MDS vulnerabilities explained in ~three minutes

For a more detailed technical view of MDS, please see this deeper dive with Jon Masters.

Over the past year, we have all heard about various hardware-level security vulnerabilities affecting the microprocessors that power our modern infrastructure. These issues, with names like “Meltdown”, “Spectre”, “Speculative Store Buffer Bypass”, and “Foreshadow”, collectively known as speculative execution side-channel vulnerabilities, impact a performance optimization in which microprocessors attempt to guess ahead about future program behavior in order to reduce the time waiting around for data to be loaded from slower external memories. Today, yet another set of vulnerabilities were disclosed, known as Microarchitectural Data Sampling (MDS). These are similar to those we have seen before, but they involve different parts of the processor.

Let’s dig into MDS, how it works and how we can mitigate the impact of this vulnerability upon our customers and their sensitive data. As with the other issues we have seen over the past year, we can’t fix hardware flaws with software, but we can mitigate their impact by trading some performance for improved security, as in this case.

The state of the processor

Modern processors are designed to perform calculations upon data under the control of stored programs. Both the data and the program are contained within relatively large memory chips that are attached to the external interfaces of the processor. If you’ve ever looked at a modern server motherboard, these look like parallel rows of small circuit boards (known as DIMMs, or Dual Inline Memory Modules) that run along each side of the central processor chip. The processor itself has small amounts of internal memory, known as caches, that are loaded with copies of data from memory in order to perform calculations. Data must usually be “pulled” into the caches (an automatic process) in order for the “execution units” to perform calculations.

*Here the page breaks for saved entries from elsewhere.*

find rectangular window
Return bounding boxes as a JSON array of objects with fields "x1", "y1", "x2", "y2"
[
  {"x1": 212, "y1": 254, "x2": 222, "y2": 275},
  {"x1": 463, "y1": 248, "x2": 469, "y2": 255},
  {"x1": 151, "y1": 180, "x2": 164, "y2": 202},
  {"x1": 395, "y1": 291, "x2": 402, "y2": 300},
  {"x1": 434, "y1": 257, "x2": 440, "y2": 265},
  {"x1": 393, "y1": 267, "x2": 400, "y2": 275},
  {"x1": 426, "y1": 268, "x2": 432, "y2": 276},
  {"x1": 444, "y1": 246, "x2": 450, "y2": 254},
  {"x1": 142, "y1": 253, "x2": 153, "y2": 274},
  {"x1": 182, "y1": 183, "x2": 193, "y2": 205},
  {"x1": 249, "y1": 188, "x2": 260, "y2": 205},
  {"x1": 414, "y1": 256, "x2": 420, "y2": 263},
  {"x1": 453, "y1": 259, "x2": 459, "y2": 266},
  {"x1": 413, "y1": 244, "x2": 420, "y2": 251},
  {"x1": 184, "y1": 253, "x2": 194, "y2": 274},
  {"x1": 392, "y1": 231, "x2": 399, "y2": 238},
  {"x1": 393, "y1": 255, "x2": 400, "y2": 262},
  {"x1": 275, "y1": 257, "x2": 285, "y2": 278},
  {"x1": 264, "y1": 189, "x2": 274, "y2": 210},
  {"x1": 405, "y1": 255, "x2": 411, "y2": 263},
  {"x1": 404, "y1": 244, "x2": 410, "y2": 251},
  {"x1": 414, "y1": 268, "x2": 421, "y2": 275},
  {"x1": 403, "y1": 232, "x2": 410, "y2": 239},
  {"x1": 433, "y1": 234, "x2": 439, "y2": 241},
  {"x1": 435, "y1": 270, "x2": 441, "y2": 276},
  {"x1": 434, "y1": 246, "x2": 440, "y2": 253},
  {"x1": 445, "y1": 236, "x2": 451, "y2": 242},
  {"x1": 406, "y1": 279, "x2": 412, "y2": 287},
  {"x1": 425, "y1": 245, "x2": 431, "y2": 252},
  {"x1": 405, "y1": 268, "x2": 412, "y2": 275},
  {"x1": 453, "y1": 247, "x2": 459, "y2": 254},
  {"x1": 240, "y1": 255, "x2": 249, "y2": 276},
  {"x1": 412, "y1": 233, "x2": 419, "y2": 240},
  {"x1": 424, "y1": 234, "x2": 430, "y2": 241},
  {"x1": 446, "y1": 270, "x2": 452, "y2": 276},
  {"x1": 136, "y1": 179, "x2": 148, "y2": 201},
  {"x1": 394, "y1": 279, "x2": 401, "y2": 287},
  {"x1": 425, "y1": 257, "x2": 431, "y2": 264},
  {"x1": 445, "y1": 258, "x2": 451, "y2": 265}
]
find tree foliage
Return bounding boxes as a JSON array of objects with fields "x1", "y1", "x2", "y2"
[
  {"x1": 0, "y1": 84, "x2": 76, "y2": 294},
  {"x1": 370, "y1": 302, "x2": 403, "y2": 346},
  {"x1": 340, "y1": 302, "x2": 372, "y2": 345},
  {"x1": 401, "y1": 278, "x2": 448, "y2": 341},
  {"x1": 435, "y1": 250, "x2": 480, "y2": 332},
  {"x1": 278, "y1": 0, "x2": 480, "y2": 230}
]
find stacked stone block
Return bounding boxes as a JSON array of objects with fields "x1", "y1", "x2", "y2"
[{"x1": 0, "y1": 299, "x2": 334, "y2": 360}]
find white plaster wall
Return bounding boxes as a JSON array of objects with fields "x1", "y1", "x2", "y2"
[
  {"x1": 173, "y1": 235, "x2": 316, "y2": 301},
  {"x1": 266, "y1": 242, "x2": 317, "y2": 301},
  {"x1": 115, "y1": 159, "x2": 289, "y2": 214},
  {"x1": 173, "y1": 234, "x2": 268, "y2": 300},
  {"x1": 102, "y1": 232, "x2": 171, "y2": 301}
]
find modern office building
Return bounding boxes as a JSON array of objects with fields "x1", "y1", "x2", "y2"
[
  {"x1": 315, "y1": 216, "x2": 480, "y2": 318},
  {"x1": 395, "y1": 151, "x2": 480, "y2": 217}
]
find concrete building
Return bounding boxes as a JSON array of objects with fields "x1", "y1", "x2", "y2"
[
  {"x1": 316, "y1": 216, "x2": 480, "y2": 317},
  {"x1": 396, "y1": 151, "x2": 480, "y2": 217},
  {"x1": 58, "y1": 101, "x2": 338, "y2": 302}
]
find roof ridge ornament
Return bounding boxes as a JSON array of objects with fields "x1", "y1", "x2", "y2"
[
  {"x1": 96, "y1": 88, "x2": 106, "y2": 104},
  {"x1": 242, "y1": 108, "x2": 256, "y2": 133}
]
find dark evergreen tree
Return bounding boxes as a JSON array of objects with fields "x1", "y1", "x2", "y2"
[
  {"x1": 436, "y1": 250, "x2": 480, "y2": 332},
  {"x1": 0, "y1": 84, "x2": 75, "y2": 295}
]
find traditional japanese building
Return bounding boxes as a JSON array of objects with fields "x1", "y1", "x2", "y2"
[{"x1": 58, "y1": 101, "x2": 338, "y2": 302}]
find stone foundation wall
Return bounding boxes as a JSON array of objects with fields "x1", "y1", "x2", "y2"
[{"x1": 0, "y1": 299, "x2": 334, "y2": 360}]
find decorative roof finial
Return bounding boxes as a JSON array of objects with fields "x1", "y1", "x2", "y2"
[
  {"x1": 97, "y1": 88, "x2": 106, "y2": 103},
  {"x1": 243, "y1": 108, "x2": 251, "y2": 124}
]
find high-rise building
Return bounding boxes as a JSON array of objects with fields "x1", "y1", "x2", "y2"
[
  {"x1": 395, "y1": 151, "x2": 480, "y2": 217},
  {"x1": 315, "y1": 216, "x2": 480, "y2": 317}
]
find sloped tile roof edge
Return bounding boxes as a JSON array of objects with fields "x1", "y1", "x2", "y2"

These caches form a hierarchy in which the innermost level runs at the core speed of the processor’s execution units, while the outer levels are progressively slower (yet still much faster than the external memory chips). We often say in computer engineering that you can have small and fast or big and slow memories, but the laws of physics don’t let you have both at the same time. As a result, these innermost caches are tiny, too small in fact for even a single whole cat image (e.g. 32 kilobytes), but they are augmented by multiple additional larger levels of caches, up to many megabytes in size. Compared to the external memories (which may be many gigabytes), even the larger caches are small. As a result, data is frequently pulled into the caches, and then evicted and written back to memory in order for other data to be loaded.

Caches keep copies of data from external memory, thus every entry in the cache has both an address, and an associated data value. Caches are further split at the innermost level into those that keep copies of data, and those that keep copies of program instructions. When a program adds two numbers together, the values are typically first loaded into the innermost processor cache (the “L1” data cache, or L1D$), then the calculation is performed, and finally the result is also stored in the L1 data cache. Eventually, the result will also be written back to the correct corresponding external memory location, but this can happen at a more leisurely pace. In most modern systems, results will remain in the caches until space needs to be freed up because such data might be used again. Keeping it in the caches reduces the time to access the data.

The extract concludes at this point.